Notre Dame brought a certain oldie-goldie excitement to town, like the Eagles coming to play Sanford Stadium. And they did put on a good show, surprisingly good.

Florida was a higher-ranked team than Auburn — and it already owned an 11-point win over the Tigers. But that game in Jacksonville never seemed to hold real dread. Again, talking gut here.

Auburn is that opponent that can really unsettle things, gastrointestinally speaking, like a gas-station burrito with a blurred, illegible expiration date.

And going to Auburn, that raises the agita twofold.

The Bulldogs have certain clear advantages over these Tigers. The greatest is this: In such a high-profile game, you’re going to trust a quarterback like Jake Fromm over Auburn freshman Bo Nix. Against Florida, Nix threw three interceptions. He completed just 43 percent of his passes against LSU. Georgia coach Kirby Smart declared that Nix is going to be a good player in the SEC for a long time. You just don’t want him to prove Smart prescient Saturday.

On the road, the Tigers have lost both games they have played against currently ranked conference opponents – the No. 11 Gators and No. 1 LSU. Neither of those were as egregious as losing to South Carolina on a day when Georgia valued the football less than it does a two-star’s homemade recruiting video.

What Auburn has is a habit of making the Bulldogs life uncomfortable at times like this. Look back no further than 2017, when they traveled down I-85 No. 1 in the country and got routed 40-17. Georgia would win the more important rematch in the SEC Championship game, but the trauma of that trip to Jordan-Hare Stadium remains fresh.

Going to Auburn is a more frightful proposition than a trip to any summer-festival port-o-let. Cross the border into Alabama and turn back your watch and your expectations.
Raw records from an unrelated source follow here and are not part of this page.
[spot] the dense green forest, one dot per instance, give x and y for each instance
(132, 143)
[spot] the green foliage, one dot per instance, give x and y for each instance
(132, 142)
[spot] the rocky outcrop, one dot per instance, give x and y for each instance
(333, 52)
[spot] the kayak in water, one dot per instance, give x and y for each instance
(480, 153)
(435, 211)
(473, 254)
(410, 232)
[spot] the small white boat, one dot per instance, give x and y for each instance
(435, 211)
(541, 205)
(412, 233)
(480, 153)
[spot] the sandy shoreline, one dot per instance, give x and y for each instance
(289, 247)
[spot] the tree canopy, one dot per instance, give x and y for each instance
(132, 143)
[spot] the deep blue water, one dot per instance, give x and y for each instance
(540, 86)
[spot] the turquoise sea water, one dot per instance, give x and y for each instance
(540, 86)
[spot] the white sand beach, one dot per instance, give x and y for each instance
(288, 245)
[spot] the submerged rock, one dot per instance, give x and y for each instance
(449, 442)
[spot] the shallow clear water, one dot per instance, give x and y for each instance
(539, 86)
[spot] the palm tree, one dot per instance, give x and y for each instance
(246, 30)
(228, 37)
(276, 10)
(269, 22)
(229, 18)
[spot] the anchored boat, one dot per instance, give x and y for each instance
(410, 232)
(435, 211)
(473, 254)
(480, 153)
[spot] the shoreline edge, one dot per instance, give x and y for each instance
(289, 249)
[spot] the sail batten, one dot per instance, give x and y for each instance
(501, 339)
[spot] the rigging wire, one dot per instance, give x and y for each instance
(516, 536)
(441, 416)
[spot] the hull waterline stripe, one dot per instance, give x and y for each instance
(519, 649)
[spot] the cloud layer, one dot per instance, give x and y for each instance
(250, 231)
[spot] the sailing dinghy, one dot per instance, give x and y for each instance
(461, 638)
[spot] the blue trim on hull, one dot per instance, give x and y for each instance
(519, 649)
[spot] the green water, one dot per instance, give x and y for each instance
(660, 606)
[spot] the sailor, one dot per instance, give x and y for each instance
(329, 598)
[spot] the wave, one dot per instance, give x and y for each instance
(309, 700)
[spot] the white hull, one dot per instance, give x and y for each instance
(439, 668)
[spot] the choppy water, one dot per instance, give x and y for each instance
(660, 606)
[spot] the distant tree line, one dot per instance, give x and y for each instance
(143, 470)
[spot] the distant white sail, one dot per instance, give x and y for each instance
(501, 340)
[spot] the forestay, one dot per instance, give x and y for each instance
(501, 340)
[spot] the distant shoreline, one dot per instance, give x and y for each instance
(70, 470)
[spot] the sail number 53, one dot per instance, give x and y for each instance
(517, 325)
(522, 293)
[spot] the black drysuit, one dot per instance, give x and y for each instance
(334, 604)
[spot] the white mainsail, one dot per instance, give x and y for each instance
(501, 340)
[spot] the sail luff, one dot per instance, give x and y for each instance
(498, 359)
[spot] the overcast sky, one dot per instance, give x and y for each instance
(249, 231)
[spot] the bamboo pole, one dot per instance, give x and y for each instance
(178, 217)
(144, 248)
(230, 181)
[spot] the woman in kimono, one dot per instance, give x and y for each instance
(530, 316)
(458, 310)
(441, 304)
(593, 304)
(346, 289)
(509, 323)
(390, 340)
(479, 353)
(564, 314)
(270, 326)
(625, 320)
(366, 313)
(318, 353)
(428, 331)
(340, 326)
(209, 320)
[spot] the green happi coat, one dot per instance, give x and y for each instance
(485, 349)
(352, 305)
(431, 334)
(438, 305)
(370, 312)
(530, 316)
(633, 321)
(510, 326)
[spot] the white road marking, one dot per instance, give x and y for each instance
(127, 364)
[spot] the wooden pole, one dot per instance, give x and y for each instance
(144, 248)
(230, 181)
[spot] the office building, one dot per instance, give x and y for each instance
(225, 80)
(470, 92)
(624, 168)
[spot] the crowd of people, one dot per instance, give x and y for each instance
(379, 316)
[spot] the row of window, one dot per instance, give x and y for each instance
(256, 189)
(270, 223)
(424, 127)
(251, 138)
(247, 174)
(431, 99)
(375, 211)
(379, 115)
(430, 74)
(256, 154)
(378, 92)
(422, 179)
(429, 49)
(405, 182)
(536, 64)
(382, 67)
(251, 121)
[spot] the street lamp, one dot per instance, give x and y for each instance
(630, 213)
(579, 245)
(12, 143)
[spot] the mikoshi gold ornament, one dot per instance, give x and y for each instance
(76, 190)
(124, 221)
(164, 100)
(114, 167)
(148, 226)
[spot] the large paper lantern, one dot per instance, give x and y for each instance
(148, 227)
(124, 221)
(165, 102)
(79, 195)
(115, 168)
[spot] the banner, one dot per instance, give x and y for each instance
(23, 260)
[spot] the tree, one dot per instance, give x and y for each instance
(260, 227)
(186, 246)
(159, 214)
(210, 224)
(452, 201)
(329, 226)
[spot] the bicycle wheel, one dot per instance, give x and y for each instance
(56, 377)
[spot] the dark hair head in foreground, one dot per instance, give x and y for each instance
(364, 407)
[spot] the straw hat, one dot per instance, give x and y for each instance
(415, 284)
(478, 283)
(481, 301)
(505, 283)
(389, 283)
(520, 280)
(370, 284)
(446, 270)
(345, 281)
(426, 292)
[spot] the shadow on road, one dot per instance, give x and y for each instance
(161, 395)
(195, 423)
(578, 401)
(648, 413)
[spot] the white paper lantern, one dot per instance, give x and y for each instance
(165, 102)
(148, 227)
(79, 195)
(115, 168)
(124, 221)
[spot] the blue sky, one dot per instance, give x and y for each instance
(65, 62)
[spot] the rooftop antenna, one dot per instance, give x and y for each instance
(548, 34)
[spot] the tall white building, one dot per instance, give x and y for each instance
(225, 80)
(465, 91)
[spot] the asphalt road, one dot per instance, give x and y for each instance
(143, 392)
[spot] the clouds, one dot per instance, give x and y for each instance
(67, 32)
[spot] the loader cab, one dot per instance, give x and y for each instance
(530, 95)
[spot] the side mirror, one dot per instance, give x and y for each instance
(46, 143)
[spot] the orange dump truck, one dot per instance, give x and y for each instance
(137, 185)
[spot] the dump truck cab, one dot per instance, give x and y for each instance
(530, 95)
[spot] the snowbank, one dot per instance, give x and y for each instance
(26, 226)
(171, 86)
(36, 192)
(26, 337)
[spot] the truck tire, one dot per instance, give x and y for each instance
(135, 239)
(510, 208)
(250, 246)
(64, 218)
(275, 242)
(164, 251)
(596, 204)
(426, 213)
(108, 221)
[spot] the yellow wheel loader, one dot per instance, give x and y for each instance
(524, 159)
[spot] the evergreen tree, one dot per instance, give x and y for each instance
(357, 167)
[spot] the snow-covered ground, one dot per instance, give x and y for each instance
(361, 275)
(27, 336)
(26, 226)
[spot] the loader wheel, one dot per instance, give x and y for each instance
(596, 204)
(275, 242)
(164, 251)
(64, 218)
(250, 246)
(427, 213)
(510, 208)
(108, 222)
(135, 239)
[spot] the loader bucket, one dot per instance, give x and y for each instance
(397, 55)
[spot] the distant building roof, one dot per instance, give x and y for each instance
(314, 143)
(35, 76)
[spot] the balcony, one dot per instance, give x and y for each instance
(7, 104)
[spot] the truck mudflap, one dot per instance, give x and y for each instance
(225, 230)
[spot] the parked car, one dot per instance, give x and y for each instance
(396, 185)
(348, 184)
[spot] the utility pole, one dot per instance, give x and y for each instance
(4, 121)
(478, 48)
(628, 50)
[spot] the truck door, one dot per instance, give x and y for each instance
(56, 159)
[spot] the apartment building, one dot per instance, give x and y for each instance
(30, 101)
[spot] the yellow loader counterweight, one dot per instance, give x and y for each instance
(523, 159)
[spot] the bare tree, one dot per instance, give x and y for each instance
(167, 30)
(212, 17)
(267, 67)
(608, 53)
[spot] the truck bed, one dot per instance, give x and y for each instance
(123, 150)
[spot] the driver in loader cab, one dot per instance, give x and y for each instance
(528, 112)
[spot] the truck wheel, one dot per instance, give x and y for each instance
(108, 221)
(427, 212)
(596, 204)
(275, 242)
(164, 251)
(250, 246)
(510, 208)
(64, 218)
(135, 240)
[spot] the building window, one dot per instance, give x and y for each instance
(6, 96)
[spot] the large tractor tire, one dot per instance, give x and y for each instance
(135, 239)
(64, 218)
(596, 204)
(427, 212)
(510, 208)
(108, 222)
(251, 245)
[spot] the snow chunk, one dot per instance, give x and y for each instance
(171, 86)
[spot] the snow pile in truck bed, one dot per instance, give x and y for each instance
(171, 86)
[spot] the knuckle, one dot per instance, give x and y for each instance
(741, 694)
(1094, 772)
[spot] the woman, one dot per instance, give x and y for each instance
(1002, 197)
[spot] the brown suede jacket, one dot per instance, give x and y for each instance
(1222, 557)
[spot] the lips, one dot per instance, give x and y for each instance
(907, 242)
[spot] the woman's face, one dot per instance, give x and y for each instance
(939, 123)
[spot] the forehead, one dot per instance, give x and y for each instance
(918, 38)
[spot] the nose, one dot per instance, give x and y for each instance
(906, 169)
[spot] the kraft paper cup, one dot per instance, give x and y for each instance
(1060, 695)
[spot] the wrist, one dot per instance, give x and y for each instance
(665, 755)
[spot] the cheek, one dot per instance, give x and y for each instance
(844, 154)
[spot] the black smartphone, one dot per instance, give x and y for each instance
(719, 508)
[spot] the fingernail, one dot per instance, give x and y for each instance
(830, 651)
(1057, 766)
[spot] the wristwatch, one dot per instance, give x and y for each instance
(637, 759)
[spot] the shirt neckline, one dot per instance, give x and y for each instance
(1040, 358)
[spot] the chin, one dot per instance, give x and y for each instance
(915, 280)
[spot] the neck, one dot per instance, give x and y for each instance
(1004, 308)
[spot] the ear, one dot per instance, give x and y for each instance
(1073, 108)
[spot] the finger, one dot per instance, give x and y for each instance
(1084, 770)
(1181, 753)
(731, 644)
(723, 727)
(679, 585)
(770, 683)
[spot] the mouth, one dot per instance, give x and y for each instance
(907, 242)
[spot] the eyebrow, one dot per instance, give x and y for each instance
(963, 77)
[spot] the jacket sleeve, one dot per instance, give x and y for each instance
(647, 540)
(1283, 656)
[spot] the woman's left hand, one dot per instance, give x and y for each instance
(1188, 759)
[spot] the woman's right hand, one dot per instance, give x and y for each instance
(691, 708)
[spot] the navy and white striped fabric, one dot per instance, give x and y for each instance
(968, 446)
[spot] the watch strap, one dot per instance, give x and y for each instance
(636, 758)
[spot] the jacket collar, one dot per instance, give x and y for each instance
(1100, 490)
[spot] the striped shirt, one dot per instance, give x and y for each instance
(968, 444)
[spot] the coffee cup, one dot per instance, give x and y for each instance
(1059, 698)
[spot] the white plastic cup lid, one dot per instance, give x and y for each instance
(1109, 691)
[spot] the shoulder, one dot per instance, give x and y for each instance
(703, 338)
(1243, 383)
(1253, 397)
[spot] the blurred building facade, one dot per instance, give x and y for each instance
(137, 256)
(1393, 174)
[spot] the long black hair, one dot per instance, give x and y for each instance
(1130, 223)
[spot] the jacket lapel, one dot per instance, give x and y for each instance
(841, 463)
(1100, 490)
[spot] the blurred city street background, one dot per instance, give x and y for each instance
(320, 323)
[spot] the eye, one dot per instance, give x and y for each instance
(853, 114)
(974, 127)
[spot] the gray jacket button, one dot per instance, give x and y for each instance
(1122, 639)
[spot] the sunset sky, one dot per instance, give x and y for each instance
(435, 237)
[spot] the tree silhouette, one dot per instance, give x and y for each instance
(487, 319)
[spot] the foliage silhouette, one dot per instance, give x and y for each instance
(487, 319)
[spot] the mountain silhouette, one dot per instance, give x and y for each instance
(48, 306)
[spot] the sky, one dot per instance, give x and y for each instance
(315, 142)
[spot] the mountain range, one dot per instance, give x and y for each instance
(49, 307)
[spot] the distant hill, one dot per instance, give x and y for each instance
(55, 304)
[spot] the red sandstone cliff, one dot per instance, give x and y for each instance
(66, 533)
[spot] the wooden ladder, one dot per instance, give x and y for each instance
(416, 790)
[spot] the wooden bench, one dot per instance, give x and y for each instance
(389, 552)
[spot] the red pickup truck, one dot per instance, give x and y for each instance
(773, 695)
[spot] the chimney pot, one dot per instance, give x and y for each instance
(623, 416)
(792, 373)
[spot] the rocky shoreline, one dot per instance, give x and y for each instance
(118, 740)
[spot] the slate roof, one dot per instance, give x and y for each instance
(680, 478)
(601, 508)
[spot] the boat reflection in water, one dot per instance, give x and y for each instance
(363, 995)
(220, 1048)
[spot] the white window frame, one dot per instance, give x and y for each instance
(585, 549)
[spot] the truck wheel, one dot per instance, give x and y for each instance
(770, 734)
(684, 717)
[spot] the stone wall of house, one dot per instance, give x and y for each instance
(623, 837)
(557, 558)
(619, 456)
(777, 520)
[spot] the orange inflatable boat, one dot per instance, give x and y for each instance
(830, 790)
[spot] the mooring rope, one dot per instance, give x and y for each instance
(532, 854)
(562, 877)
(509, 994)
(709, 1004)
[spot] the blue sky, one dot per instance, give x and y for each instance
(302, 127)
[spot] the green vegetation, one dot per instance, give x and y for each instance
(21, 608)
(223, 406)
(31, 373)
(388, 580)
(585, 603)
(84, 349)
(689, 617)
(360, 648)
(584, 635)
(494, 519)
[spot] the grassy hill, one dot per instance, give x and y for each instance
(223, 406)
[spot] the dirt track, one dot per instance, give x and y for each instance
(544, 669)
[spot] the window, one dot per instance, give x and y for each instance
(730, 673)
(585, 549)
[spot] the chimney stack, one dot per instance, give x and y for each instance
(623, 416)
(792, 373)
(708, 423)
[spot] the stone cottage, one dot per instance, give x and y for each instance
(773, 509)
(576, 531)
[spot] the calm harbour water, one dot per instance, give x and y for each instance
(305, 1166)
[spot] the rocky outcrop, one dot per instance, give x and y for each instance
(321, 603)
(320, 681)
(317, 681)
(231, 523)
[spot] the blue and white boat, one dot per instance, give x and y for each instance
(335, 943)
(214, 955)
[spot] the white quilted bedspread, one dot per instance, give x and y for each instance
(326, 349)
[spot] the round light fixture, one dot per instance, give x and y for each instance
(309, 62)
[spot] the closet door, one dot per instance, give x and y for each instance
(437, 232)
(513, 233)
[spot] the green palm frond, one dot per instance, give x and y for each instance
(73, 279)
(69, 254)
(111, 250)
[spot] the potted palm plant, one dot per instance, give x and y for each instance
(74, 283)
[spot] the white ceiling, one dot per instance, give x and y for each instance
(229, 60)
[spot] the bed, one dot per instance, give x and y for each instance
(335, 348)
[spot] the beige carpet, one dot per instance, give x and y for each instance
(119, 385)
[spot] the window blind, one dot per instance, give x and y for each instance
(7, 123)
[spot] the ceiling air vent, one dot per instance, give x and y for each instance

And once Georgia arrives Saturday afternoon, it must contend with much more than 87,000 or so Alabamans revved up on day drinking and a lifelong resentment that comes from working the same neighborhood as Nick Saban.

Nix certainly prefers his home surroundings — in four games at Jordan-Hare, he has averaged 261 yards passing, completing 65 percent of his throws. That’s more than 100 yards, and 17 percentage points better than his road numbers. None of his six interceptions have come at home.

Georgia likes to run the ball. Auburn likes to tackle people who run the ball. All across the Tigers’ defensive line, are big, angry people who seemingly have been there since the second Clinton administration. Senior Derrick Brown, from Sugar Hill, leads them. Against LSU, he had a forced fumble and two fumble recoveries, just the kind of thing the Bulldogs can’t tolerate.

And while it may be a treat to the ears whenever someone announces another tackle by Big Kat Bryant – “When someone says Markaviest, I kind of cringe,” Auburn’s junior defensive end said of his given name — that would not be music to any Bulldog on Saturday.

Nobody has held LSU’s offense to fewer than 36 points ... except Auburn (a relatively miserly 23).

Georgia, as Georgia is wont to do, bludgeoned Auburn into submission at its place last year with 303 rushing yards. If it does anything resembling that Saturday, that would be the surest sign yet that the Bulldogs’ offensive line — beat up as it may be — is as burly as advertised. A win of any sort would do more to justify faith in this team than any other this season.

Everything else has been but prelude to Saturday at Auburn.